Di awal zamannya, Kasunanan atau Kesultanan Surakarta menjadi satu dengan Kesultanan Ngayogyakarta Hadiningrat. Namun, pada perjalanan waktu, mereka terpisah. Pada era Kemerdekaan RI, Raja tak lagi berkuasa, namun berperan sebagai pemangku adat saja. Sesuai amanat Pakubuwono XII, fungsi struktural di dalamnya tetap berjalan hingga kini.

Awal April lalu Kabari berkesempatan mengunjungi Keraton Surakarta Hadiningrat di Solo, Jawa Tengah bersama rombongan The Royal Tour C1279, yang merupakan alumni dari SMPN 12 Jakarta.
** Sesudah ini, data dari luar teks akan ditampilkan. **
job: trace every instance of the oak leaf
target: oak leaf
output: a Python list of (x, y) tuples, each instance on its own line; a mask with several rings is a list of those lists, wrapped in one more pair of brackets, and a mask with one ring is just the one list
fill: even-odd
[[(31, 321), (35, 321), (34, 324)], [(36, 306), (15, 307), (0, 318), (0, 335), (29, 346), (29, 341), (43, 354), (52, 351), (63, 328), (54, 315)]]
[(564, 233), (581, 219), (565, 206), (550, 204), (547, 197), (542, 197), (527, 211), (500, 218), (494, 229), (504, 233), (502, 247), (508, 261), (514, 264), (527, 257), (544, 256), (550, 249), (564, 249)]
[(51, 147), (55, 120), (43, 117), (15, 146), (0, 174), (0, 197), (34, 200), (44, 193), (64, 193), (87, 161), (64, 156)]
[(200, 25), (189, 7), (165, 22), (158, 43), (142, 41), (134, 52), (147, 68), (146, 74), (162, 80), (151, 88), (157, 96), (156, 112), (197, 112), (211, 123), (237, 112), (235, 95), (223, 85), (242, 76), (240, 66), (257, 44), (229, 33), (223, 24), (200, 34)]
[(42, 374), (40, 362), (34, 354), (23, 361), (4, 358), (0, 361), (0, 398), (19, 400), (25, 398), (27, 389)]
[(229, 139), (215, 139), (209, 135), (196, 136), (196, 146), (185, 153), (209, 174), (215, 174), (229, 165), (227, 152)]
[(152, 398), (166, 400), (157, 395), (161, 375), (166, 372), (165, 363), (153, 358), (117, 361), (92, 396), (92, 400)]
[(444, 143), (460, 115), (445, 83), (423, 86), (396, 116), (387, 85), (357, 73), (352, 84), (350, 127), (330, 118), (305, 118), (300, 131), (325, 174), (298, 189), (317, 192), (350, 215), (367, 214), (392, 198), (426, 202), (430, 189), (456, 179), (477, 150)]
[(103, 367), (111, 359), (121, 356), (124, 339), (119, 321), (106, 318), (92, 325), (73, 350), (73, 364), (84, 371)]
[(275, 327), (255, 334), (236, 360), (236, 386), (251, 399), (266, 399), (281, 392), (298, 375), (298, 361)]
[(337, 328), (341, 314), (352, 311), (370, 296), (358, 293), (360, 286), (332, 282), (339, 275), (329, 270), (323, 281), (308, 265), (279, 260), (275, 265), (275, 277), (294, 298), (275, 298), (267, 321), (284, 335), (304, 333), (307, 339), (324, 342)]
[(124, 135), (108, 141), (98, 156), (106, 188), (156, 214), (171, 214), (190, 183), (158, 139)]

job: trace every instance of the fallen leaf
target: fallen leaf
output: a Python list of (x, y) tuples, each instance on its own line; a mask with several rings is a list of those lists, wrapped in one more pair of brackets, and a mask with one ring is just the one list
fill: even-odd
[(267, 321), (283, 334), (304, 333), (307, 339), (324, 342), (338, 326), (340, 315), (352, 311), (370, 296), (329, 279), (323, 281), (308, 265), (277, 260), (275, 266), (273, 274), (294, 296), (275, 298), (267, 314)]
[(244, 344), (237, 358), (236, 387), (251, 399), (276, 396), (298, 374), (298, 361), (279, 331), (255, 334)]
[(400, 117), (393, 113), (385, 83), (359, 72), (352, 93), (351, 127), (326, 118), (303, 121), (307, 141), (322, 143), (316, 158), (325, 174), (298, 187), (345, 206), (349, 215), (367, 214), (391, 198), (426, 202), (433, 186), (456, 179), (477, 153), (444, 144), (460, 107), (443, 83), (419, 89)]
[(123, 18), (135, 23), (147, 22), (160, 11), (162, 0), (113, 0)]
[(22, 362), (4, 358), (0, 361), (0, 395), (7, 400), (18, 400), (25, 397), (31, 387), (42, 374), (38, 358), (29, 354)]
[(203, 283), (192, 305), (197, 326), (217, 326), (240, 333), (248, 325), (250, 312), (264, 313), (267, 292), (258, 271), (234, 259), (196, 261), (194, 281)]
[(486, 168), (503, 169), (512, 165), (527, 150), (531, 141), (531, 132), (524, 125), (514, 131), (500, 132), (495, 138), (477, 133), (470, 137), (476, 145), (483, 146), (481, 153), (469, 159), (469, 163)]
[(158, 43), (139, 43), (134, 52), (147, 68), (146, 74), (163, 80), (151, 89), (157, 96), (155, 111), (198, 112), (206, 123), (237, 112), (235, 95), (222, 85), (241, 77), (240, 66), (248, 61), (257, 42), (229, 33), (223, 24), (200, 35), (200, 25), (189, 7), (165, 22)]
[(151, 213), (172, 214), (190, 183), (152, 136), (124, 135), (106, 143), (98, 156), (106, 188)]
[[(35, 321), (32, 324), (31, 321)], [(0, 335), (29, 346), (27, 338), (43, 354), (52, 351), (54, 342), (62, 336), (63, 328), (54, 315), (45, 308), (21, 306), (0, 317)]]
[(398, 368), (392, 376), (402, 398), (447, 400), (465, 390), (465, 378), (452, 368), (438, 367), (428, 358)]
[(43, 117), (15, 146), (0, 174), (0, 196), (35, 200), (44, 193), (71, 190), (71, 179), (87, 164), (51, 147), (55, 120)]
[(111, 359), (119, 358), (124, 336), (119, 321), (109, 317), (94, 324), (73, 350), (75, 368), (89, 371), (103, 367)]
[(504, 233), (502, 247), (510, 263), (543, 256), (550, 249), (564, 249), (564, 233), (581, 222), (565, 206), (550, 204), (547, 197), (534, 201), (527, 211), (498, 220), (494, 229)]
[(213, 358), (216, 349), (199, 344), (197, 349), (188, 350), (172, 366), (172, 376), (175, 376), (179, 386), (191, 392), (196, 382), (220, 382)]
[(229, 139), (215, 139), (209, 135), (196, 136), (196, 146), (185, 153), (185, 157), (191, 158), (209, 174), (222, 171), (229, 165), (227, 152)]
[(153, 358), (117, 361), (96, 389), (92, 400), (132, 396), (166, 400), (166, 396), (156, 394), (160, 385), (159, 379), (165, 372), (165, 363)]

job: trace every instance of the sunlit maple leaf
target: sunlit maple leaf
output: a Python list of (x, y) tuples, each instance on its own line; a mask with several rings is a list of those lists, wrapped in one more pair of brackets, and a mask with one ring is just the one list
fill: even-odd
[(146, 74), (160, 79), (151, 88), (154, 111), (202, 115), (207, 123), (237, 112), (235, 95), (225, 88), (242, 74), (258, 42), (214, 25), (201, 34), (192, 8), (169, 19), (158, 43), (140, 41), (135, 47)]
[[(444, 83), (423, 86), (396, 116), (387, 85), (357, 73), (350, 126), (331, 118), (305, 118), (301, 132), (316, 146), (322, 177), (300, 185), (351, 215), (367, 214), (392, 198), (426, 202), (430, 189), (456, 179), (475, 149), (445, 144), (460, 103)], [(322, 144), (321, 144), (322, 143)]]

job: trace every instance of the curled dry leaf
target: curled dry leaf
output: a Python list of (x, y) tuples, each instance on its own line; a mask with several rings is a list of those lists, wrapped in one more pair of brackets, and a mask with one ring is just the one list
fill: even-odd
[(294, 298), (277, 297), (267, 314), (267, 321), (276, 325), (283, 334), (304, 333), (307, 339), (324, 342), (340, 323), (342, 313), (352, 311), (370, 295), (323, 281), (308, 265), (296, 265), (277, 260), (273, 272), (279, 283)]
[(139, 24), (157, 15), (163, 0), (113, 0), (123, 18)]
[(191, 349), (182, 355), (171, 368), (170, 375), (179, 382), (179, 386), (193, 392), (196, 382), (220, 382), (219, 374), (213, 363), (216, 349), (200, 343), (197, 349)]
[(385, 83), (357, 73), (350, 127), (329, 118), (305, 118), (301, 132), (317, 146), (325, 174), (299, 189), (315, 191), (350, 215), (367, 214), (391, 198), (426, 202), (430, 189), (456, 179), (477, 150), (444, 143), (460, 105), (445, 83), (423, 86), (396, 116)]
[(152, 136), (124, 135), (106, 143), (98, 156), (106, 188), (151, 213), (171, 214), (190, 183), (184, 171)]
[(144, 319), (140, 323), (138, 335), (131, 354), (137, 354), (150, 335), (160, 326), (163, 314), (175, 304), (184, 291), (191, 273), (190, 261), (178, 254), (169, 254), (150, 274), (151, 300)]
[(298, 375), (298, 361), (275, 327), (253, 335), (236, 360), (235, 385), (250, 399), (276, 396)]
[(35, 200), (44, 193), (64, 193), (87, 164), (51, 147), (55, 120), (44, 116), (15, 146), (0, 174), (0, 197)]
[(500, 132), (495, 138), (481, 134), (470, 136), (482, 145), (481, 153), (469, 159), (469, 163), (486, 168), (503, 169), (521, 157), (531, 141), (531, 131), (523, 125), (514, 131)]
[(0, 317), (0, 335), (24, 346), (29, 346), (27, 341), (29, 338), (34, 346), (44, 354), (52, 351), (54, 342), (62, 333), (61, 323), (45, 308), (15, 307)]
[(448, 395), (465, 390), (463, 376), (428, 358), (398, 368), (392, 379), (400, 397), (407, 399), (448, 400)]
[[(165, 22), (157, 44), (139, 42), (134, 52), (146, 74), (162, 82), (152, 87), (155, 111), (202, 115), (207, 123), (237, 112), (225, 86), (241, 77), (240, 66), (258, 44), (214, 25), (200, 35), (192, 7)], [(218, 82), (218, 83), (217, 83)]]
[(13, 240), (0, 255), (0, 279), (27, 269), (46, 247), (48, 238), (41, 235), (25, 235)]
Kagum rasanya melihat keraton yang sampai saat ini masih melestarikan adat istiadat, tata krama dan pengelolaan kasunanan seperti diamanatkan oleh para leluhur. Kasunan Surakarta Hadiningrat kini termasuk Cagar Budaya yang menjadi saksi perjalanan sejarah yang luar biasa.

Beruntung sekali, karena ketika itu Kabari dapat bertemu dengan para pangeran dan putri keraton, bahkan sempat mewawancarai Dra Gusti Raden Ayu (GRAy) Koes Murtiyah Wandansari, MPd, yang biasa disapa Gusti Mung. Ia putri dari Raden Mas Suryaguritna yang dinobatkan sebagai Putra Mahkota dengan gelar Pangeran Adipati Aryo Hamengkunegoro Sudibya Rajaputra Narendra Mataram, sebelum kemudian menjadi Sri Susuhunan Pakubuwono (PB) XII.

Ia juga anggota DPR Komisi II untuk periode 2009-2014. Komisi II ini menangani Aparatur Negara, Pemerintahan Dalam Negeri, Agraria, dan Otonomi Daerah. Adapun di Kasunanan Surakarta Hadiningrat sendiri, perempuan bangsawan ini merupakan Pangageng Sarana Wilapa Kraton atau Sekretaris Jenderal Keraton Surakarta.

Dalam Catatan Sejarah

Sejarah mencatat, sesuai Perjanjian Giyanti, Kesultanan Mataram dibagi menjadi dua wilayah kekuasan, yaitu Kasunanan Surakarta Hadiningrat dan Kesultanan Ngayogyakarta Hadiningrat. Sejak 17 Februari 1745, Surakarta resmi menjadi pusat pemerintahan Kasunanan Surakarta yang dipimpin oleh Raja Pakubuwana III, sedangkan Yogyakarta menjadi pusat pemerintahan Kasultanan Yogyakarta dengan raja Sultan Hamengkubuwana I.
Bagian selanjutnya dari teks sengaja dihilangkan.